The Federal Aviation Administration is overhauling the flight paths at major airports in South and Central Florida, hoping to reduce flight times, save fuel and optimize routes as it shifts from a system based on ground radar to a more advanced one using satellite-based technology.
The new routes at the busy Fort Lauderdale-Hollywood International Airport are expected to remain similar to those already in place for arriving and departing flights. However, the new technology will make the routes more precise, concentrating the flights into much narrower pathways.
The FAA held public workshops this week for residents to see the potential impact of the changes, which could take effect in two years.
Among those likely to benefit are people living in neighborhoods south and southeast of downtown Fort Lauderdale.
“I think it looks better than it is today,” said Bill Cole, who lives in the city’s Harbour Inlet neighborhood near the 17th Street Causeway. He was attending an FAA workshop at the Anne Kolb Nature Center in Hollywood.
Cole says he currently sees many planes flying over his home that are heading west before turning east to land at the airport. The new directions would send the planes further north — away from his home — before having them head west.

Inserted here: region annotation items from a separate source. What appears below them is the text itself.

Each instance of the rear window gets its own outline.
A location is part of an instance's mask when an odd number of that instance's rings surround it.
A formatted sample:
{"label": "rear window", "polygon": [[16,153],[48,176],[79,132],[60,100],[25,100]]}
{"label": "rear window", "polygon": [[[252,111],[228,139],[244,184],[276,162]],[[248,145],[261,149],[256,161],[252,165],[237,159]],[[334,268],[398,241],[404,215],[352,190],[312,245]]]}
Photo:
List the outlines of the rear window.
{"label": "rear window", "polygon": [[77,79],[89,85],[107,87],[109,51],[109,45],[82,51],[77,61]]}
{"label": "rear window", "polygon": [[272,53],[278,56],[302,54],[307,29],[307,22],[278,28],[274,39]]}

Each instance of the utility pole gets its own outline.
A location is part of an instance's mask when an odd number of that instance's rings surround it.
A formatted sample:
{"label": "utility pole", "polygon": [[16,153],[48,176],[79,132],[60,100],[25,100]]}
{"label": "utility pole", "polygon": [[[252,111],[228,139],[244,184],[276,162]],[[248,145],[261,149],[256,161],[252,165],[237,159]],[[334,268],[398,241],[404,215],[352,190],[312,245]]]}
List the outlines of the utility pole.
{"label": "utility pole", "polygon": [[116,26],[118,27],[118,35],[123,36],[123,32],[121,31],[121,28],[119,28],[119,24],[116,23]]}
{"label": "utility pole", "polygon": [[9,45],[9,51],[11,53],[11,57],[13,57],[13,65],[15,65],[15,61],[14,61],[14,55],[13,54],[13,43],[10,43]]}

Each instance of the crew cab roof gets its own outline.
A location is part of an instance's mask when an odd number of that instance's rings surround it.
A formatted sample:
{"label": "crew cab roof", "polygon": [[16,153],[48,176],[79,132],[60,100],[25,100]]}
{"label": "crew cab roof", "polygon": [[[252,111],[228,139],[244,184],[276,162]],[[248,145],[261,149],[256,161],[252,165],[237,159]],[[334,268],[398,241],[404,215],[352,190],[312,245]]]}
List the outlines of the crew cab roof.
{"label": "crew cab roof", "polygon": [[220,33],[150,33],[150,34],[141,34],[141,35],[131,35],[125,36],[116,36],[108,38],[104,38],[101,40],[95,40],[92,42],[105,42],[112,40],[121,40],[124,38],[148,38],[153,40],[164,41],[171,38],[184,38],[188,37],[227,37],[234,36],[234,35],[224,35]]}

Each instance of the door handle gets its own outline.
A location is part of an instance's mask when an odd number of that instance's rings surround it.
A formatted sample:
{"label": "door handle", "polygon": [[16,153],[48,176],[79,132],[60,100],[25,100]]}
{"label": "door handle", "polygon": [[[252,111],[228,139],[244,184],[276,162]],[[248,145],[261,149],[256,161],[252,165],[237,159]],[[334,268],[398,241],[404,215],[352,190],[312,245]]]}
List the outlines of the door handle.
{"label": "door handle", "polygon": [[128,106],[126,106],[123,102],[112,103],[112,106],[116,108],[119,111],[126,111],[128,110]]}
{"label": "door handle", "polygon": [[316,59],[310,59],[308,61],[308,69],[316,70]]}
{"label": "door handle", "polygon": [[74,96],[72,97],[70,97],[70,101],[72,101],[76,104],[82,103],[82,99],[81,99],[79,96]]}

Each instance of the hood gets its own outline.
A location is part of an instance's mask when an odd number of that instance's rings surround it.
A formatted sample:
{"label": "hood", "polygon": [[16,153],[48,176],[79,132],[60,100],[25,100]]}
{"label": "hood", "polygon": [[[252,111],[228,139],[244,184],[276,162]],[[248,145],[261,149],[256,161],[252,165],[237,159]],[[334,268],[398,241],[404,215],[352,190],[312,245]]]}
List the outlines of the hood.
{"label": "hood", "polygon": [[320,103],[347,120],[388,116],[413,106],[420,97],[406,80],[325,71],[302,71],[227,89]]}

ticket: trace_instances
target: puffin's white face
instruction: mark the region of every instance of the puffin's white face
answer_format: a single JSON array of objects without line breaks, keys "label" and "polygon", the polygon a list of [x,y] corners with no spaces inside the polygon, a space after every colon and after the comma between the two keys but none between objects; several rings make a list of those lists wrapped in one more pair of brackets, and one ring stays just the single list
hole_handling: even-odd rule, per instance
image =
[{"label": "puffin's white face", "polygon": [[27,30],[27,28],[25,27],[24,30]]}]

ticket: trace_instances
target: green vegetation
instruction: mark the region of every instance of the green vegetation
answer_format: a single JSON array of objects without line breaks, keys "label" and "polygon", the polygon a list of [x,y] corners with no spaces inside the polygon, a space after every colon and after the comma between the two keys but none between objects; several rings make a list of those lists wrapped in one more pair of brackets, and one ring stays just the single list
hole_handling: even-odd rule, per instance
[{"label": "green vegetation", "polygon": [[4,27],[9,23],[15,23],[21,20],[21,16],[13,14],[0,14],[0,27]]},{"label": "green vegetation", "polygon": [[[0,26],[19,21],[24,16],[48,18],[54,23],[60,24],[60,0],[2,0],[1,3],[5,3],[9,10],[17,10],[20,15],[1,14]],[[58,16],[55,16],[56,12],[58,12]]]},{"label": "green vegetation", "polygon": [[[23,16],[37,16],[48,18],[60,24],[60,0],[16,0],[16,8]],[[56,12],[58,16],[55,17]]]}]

That might not be good news in places such as Wilton Manors or communities next to it. The changes would have more arriving planes heading west in a corridor generally between Oakland Park and Sunrise boulevards. FAA officials said while the number of planes flying over the area should increase, adding to resident discomfort, they should be at a higher altitude than currently, decreasing noise volumes.
Bob Magill of Lauderdale Harbours near the 17th Street Causeway said the noise in his neighborhood from planes taking off to the east should also be reduced, as they head out further over the ocean before making a turn. Those flights haven’t been going directly overhead, but the neighborhood gets a blast of noise from the jet engines as the planes turn to head north, he said.
Magill said the hardest thing to deal with is late night or early morning flights, which the project doesn’t address.
“It only takes one airplane to wake you up,” Magill said.
The FAA plans have faced legal challenges in other communities, such as Baltimore, where flight path alterations have created noise problems in neighborhoods that didn’t have airplanes flying overhead in the past. Similar airway projects have been completed in places including Los Angeles, Charlotte, Atlanta and Houston. Florida’s was the only one involving four major airports: Fort Lauderdale, Miami, Orlando and Tampa.
Some residents who don’t experience much airplane noise came out to the workshops to see if the new paths would bring unwelcome changes for them.
Christine Field, who lives in Hollywood south of the airport, said she was relieved to learn the changes shouldn’t affect her home. She did feel for other communities, such as Lauderdale Isles on the north side of Interstate 595, northwest of the airport, which could see a greater concentration of flights.
”I really pity the people that live just north of the airport and to the west. They’re really going to get hit,” Field said.
Some Hollywood residents who have been experiencing noisy planes found out flights from the Fort Lauderdale airport might not be to blame. Instead, the planes could be going to and from the Opa-locka airport to the west, where Amazon has opened an 885,000-square-foot fulfillment center.
Laurent and Patricia Aimard came to the workshop because they said they have noticed an increase in air traffic over their home during the past year.
“We didn’t want this project to direct bigger aircraft from Miami or Fort Lauderdale over our neighborhood,” Laurent Aimard said. “We understand now the aircraft [we’re hearing] are coming to and from the Opa-locka airport.”
The FAA will conduct additional workshops next year once it completes environmental studies about the proposed paths. Those workshops will include computer-generated noise simulations where residents will be able to experience projected noise levels over their individual homes.
“We’re not far enough along in the analysis that says what the noise impacts will be,” said Jim Arrighi, who is overseeing the project nationwide for the FAA.